Congress enacted these provisions because it concluded that additional incentives were required to help SSI disabled recipients to become self-supporting. Congress believed that individuals who could work outside of sheltered workshops might have been discouraged from doing so by the fear of losing their benefits before they had established for themselves the capability for continued self-support.
Section 1619(a) provides special SSI cash benefits to disabled individuals who lose eligibility for SSI payments because they have earnings at the level that is ordinarily considered to represent SGA. Section 1619(b) provides special SSI recipient status for Medicaid purposes to working disabled or blind individuals when their earnings make them ineligible for cash payments.

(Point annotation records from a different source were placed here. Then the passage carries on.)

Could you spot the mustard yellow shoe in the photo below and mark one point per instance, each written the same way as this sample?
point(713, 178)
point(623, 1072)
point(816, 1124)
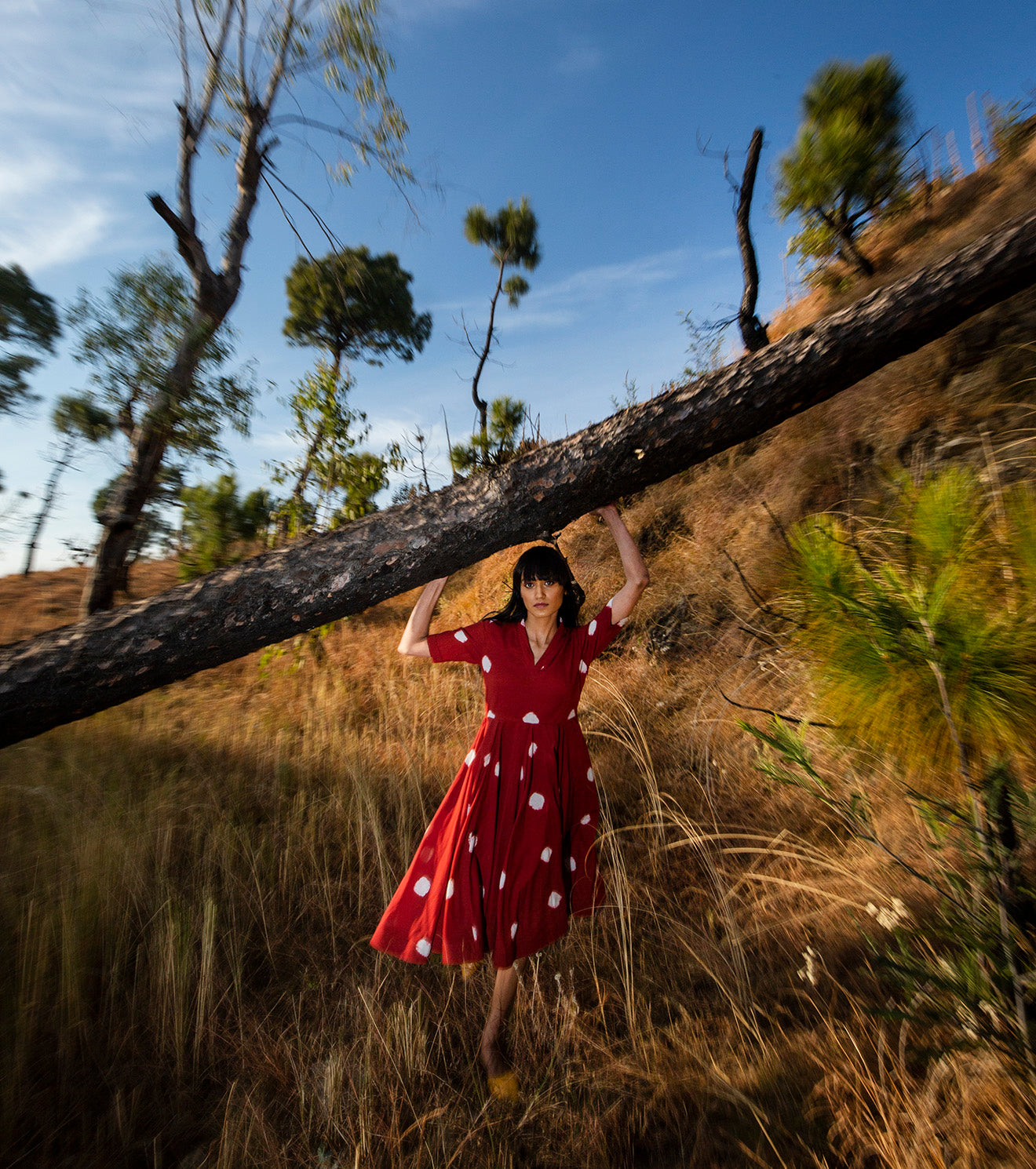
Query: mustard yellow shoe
point(504, 1087)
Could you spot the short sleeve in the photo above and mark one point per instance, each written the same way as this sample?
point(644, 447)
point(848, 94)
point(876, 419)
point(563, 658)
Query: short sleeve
point(599, 634)
point(458, 644)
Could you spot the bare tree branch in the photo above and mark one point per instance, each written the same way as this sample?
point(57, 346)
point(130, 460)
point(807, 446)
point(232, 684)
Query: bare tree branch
point(114, 656)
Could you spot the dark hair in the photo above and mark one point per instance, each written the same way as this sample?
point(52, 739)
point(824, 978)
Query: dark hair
point(543, 563)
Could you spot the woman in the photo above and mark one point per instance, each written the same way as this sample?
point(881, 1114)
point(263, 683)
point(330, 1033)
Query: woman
point(510, 851)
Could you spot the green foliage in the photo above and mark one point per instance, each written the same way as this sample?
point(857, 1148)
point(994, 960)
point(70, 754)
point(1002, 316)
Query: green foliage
point(1010, 126)
point(80, 417)
point(130, 337)
point(153, 534)
point(921, 632)
point(847, 162)
point(341, 482)
point(217, 523)
point(704, 346)
point(945, 588)
point(506, 417)
point(28, 321)
point(511, 238)
point(355, 305)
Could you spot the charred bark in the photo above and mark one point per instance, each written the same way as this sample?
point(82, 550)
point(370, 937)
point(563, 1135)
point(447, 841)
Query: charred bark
point(753, 331)
point(71, 672)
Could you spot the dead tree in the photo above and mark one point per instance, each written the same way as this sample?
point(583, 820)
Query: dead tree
point(238, 57)
point(71, 672)
point(753, 331)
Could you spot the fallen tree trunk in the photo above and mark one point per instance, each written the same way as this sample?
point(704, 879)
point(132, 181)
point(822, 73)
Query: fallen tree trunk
point(71, 672)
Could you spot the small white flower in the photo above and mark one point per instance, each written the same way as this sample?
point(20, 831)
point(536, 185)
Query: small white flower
point(809, 971)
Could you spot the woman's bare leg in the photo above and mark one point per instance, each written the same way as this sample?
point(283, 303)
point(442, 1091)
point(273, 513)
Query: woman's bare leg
point(491, 1049)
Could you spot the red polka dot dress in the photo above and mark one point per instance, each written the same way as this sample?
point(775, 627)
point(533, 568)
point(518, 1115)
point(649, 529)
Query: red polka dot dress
point(510, 852)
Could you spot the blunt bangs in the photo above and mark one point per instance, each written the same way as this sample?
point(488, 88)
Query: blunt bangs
point(542, 563)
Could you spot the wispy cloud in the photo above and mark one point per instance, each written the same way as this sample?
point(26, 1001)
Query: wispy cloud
point(408, 13)
point(78, 85)
point(582, 293)
point(582, 57)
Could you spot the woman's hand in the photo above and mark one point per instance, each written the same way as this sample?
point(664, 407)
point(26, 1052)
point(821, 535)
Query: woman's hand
point(633, 565)
point(414, 641)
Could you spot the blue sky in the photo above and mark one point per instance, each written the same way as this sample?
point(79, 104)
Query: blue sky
point(591, 107)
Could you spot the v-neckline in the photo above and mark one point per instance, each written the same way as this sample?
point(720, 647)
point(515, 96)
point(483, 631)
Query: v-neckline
point(537, 662)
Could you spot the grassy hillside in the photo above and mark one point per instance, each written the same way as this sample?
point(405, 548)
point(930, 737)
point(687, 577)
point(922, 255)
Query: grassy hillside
point(190, 880)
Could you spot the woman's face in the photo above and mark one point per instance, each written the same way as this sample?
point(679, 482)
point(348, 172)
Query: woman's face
point(543, 599)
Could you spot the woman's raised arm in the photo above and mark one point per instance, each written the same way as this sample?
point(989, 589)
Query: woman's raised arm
point(414, 642)
point(633, 565)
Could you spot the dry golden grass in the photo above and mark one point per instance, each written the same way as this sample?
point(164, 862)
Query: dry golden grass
point(188, 883)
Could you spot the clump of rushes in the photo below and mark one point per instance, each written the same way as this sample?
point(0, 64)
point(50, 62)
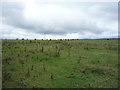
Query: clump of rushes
point(51, 76)
point(28, 73)
point(32, 67)
point(42, 49)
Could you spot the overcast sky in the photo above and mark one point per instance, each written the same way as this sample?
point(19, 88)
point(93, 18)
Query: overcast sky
point(71, 20)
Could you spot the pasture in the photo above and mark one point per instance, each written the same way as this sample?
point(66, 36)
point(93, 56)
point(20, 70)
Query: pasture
point(59, 63)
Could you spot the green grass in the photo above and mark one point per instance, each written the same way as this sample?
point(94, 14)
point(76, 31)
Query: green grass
point(60, 64)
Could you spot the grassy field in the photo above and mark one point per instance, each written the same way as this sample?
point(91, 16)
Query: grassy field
point(60, 63)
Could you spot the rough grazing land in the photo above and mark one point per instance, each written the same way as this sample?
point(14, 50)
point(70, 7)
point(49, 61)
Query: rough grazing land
point(60, 63)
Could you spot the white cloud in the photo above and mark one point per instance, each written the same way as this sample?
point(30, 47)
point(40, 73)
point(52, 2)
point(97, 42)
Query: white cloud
point(59, 20)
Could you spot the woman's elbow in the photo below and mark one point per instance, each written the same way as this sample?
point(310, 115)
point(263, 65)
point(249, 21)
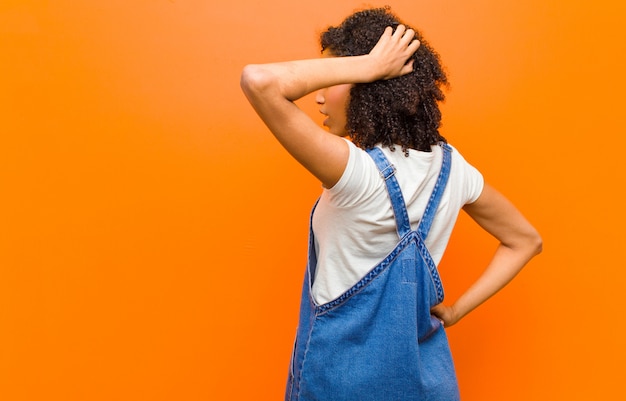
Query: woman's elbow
point(535, 243)
point(255, 79)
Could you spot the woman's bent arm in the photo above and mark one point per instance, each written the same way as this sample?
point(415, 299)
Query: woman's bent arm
point(519, 242)
point(272, 88)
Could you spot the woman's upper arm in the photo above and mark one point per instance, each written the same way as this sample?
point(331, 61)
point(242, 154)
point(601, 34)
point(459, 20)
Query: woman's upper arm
point(499, 217)
point(325, 155)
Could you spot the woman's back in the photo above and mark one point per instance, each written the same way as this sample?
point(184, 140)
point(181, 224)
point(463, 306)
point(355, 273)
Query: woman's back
point(353, 221)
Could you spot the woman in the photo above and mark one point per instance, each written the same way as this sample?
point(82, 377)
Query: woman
point(372, 317)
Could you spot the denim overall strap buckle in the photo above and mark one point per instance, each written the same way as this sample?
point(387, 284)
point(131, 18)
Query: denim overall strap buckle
point(387, 172)
point(435, 197)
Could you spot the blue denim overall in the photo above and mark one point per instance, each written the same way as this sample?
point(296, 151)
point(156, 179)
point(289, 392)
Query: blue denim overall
point(378, 340)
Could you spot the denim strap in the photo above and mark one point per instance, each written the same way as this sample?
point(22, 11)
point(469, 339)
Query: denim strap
point(435, 197)
point(387, 172)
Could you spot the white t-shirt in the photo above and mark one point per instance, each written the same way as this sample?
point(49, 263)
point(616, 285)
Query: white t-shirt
point(354, 224)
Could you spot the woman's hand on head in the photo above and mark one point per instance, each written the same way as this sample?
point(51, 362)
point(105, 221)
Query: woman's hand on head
point(392, 51)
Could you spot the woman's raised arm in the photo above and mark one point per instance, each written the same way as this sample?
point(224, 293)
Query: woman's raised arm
point(272, 88)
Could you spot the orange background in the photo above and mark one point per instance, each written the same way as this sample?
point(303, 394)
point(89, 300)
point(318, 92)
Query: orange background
point(153, 233)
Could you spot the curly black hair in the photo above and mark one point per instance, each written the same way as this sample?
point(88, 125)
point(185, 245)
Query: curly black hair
point(401, 111)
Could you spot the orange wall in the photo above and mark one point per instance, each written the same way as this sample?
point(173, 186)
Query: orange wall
point(152, 232)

Under P.L. 99-643, which made section 1619 permanent, disabled individuals on the SSI rolls retain disability status until their medical condition improves. The distinction between a disabled person eligible for regular SSI benefits and a disabled person eligible for 1619(a) benefits is that the latter has several months with gross earnings above the SGA level.
Under previous law, 1619(a) status did not begin until a trial work period had been completed and a determination had been made that subsequent work was SGA. A number of cases were defined as 1619(a) after June 1987 as a result of this change in the definition, rather than from any change in their work activity.
SSA regulations set the amount of earnings used to determine SGA. This amount is periodically adjusted to reflect increases in the national average wage index. Effective with 2001, the amount is adjusted annually. When these increases occur, the status of a number of recipients changes from 1619(a) to regular eligibility status. The SGA level was increased from $300 to $500 in 1990. It was further increased to $700 in 1999, $740 in 2001, $780 in 2002, $800 in 2003, $810 in 2004, $830 in 2005, $860 in 2006, and $900 in 2007.
Under section 1619(b), cash payments are not made. However, recipient status for Medicaid purposes continues until earnings reach a plateau that takes into account the person's ability to afford medical care as well as normal living expenses.
An individual may benefit from more than one of the work incentive provisions. For example, he or she may receive special cash payments under section 1619 and have income excluded under a PASS. Other combinations are also possible, but it is not possible to have both IRWE and BWE.
The data in this report are based on the SSI caseload at the end of December 2006.